Solved – Variance and covariance in the context of deterministic variables

covariancedeterministicrandom variableterminologyvariance

Questions:

  1. Can we talk about:
    variance of a deterministic variable?;
    covariance between a deterministic variable and a stochastic variable?;
    covariance between two deterministic variables?
  2. Are these concepts well defined in sample?; in population?

Motivation
Take a simple regression

$$y = \beta_0 + \beta_1 x + \varepsilon.$$

Suppose the regressor $x$ is stochastic. The OLS estimate of $\beta_1$ will be

$$\hat{\beta}_1=\frac{\widehat{\text{Cov}}(x,y)}{\widehat{Var}(x)}$$

where hats denote sample counterparts of the population concepts. No problem here.
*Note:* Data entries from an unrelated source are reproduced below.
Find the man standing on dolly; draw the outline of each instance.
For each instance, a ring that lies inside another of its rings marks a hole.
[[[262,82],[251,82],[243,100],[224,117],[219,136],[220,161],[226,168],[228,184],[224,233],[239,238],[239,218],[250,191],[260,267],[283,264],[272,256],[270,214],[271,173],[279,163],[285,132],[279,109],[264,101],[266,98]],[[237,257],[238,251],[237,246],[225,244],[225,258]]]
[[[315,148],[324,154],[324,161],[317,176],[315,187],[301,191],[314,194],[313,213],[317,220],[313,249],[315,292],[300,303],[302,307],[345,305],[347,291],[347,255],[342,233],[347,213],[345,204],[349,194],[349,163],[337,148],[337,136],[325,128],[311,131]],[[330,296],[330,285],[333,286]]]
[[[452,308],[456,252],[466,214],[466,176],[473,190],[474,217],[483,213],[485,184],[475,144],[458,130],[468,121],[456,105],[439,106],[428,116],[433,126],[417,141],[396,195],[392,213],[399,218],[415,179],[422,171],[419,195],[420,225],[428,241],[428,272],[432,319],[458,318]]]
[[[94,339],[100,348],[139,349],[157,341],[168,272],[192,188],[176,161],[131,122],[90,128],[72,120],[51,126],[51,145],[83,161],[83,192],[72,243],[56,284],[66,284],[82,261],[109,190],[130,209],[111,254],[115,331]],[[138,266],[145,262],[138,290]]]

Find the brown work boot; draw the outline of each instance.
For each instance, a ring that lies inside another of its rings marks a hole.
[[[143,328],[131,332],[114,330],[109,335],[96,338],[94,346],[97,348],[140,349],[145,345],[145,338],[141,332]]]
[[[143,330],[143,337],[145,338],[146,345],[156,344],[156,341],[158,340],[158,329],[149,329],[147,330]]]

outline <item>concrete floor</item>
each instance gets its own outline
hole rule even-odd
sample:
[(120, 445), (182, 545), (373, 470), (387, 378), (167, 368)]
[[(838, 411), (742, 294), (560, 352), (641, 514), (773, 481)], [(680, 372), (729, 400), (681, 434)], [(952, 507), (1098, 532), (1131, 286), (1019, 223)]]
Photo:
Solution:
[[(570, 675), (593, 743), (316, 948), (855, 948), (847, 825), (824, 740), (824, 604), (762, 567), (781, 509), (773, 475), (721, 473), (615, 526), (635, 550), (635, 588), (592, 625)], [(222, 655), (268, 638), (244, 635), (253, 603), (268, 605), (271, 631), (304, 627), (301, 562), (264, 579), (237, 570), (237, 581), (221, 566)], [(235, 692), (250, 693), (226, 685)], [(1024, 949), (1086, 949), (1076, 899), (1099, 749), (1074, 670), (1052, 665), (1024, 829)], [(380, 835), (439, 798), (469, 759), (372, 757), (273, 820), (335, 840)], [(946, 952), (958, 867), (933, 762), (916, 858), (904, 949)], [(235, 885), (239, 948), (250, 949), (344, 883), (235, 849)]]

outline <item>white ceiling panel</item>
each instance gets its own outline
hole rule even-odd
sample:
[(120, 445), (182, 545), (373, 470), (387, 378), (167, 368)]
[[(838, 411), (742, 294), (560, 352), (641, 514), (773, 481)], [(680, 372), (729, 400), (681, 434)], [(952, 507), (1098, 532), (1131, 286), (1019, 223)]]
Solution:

Now suppose $x$ is deterministic. I am not sure if I can use terms like variance and covariance in this context. Should I exchange $\hat{\beta}_1=\frac{\widehat{\text{Cov}}(x,y)}{\widehat{Var}(x)}$ for something like

$$\hat{\beta}_1=\frac{\frac{1}{n-1}\sum(x_i-\bar{x})(y_i-\bar{y})}{\frac{1}{n-1}\sum(x_i-\bar{x})^2}$$

to be correct? But then again, how meaningful is $\bar{x}$ when $x$ is deterministic? So should I go all the way to

$$\hat{\beta}_1=\frac{\frac{1}{n-1}\sum_{i=1}^n(x_i-\frac{1}{n}\sum_{j=1}^n x_j)(y_i-\frac{1}{n}\sum_{j=1}^n y_j)}{\frac{1}{n-1}\sum(x_i-\frac{1}{n}\sum_{j=1}^n x_j)^2}?$$

I am picking on details here and this may not be too important; my main questions are listed at the top of the post.

Best Answer

All five questions have "yes" answers--but we have to be careful about what they mean.

  1. "Variance of a deterministic variable."

    Let's understand a "deterministic variable" to be a univariate dataset. It's just a bunch of values $X=x_1, x_2, \ldots, x_n$, with no probability model. By definition its variance is

    $$\text{Var}(X) = \frac{1}{n}\sum_{i=1}^n \left(x_i - \bar X\right)^2$$

    where $$\bar X = \frac{1}{n}\sum_{i=1}^n x_i$$ is its mean. There is no justification whatsoever to use $n-1$ instead of $n$ in any of these fractions--and this is never legitimately done--because no estimates are being made.

    We may always think of $X$ as defining a "population." This is the definition of a population variance.

  2. "Covariance between a deterministic variable and a stochastic variable."

    One way to understand this is to assume it refers to a sequence of the form $(x_1, Y_1), (x_2,Y_2), \ldots, (x_n,Y_n)$ where the $x_i$ are numbers and the $Y_i$ are random variables. Then we may define the random variable $$\bar Y = \frac{1}{n}\sum_{i=1}^n Y_i,$$ via which the covariance of $x$ and $Y$ is defined as

    $$\text{Cov}(x,Y) = \frac{1}{n}\sum_{i=1}^n (x_i - \bar x)(Y_i - \bar Y).$$

    It is a linear combination of the $Y_i$ and consequently is itself a random variable. This notation is frequently used as a shorthand in linear regression calculations.

  3. "Covariance between two deterministic variables."

    "Two deterministic variables" can be considered a dataset of ordered pairs $(x_1, y_1), (x_2,y_2), \ldots, (x_n,y_n)$. The covariance can be defined exactly as in (2) and interpreted similarly. In fact, this is a direct consequence of (1): after all, covariances are variances.

  4. "Are these concepts well defined in samples?"

    Because they are well-defined for any dataset, they are well-defined for a sample. Note that similar expressions with $n-1$ in the (outer) denominator are estimators: they are not the sample variance or sample covariance.

  5. "Are these concepts well defined in populations?"

    Because they are well-defined for any dataset, and a population can be considered a dataset (when fully enumerated), they are well-defined for a population.